Шрифт:
Интервал:
Закладка:
— А ты не гляди, миленький, что я ростом не вышел; я, душа моя, такие дела делывал, что другому даже в генеральских чинах во сне не приснится.
Дяденька выпрямляется во весь рост и, тыкая себя перстом в грудь, продолжает:
— Я только говорить о себе не люблю, а многим, даже очень многим в жизни своей такие права предоставил, что ежели они после того рук на себя не наложили, так именно только по христианству, как христианский закон вообще запрещает роптать! Насекина, например, Павла Ивановича знаешь?
— Это пьяненького-то?
— Это теперь он пьяненький, а прежде был он у нас предводителем, туз козырный был! Гордый человек был, тиранил, жег, сек. Дворянин ли, мужик ли — все, говорит, передо мной равны! Вот он каков, «пьяненький»-то, в старые годы был! А кто гордыню-то эту из него извлек? Я, Софрон Матвеев Хмылов, ее извлек! Походил около него, распланировал все как следует, потом дал стражение — и извлек!
— Да я, дяденька, помилуйте…
— Погоди, мой друг, дай сказать! Или возьмем теперича хоть палагинское дело. Убили рабы своего господина, имением его воспользовались — одними деньгами, душа моя, сто тысяч было! — бежали, пойманы, уличены! По-твоему, как надлежит в этом случае поступить? Отдуть душегубов кнутом, сослать куда Макар телят не гонял — и дело с концом? Ну, нет, не будет ли этак-то очень уж просто! С имением-то, скажи ты мне, как поступить? Да опять же и где это имение взять? Потому эти самые душегубы во всем прочем чистосердечно повинились, а насчет имения такую аллегорию, такую аллегорию поют, что и боже ты мой! Ну, думаю, други милые, не хотите волей сказывать, придется стражение вам дать. И как бы ты полагал? — не успел я это стражение до половины довести, как они уж всё до полушки отдали!
— Да ведь я, дяденька, не об вас.
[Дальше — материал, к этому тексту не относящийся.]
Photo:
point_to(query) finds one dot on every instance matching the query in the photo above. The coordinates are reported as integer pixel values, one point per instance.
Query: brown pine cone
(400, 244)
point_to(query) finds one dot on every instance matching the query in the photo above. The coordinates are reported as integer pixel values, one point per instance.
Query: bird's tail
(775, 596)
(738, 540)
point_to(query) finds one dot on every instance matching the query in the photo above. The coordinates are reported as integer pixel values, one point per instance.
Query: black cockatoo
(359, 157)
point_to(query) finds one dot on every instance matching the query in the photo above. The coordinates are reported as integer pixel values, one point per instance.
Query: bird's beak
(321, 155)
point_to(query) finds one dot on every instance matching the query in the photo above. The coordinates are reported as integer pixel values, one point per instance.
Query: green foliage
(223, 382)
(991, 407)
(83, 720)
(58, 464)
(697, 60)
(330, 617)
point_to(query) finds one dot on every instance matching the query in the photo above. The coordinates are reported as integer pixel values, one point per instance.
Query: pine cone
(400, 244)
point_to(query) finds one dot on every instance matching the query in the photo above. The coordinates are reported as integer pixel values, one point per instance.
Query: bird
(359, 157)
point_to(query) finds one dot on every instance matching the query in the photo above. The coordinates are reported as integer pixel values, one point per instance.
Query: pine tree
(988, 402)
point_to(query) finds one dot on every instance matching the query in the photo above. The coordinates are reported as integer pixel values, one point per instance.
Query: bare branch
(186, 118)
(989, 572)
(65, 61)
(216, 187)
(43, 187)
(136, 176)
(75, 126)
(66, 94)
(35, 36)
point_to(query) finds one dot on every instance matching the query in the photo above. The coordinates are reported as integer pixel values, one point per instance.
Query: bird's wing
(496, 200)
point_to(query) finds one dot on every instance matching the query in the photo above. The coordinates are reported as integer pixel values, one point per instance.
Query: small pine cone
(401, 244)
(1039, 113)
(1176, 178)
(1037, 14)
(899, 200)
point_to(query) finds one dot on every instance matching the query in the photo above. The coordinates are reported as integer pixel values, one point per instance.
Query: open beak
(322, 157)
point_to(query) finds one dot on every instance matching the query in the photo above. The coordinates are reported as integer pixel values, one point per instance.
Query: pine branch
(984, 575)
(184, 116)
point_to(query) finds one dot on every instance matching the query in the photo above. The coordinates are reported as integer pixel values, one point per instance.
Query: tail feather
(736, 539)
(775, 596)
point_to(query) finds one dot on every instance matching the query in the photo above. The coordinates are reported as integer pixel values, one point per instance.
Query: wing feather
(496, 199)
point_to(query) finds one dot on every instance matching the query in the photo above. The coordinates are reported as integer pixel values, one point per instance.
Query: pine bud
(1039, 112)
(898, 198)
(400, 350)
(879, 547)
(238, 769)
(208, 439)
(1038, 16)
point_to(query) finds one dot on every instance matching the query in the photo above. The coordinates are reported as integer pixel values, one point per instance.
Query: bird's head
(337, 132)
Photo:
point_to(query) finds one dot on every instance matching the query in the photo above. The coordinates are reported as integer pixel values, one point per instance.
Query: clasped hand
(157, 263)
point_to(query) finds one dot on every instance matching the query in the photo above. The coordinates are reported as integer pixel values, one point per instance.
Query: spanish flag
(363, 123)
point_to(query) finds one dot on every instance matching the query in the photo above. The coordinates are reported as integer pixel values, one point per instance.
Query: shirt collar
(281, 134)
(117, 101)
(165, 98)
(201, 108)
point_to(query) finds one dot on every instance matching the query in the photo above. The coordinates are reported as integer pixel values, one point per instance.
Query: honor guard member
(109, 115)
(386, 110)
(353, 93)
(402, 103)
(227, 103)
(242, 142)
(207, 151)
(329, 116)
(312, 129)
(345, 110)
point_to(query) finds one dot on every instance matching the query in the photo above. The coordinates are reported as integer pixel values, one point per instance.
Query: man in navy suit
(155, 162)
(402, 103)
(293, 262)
Вы, известно…
— Нет, да ты слушай, что́ потом будет! Отдавши, это, всё до полушки, сидят они в остроге год, сидят другой — и вдруг возгордились! Мы-ста! да вы-ста! из нас, говорят, жилы вытянули, а резону нам не дают! И даже очень громко этак-то побалтывают. Что ж, делать нечего, пришлось и в другой раз стражение дать… только уж после этого другого-то стражения…
Софрон Матвеич внезапно останавливается и вместо продолжения прерванного рассказа присовокупляет:
— Так вот они каковы, гражданские-то стражения! Коли ежели да с умением, да с сноровочкой — большую можно пользу для себя получить!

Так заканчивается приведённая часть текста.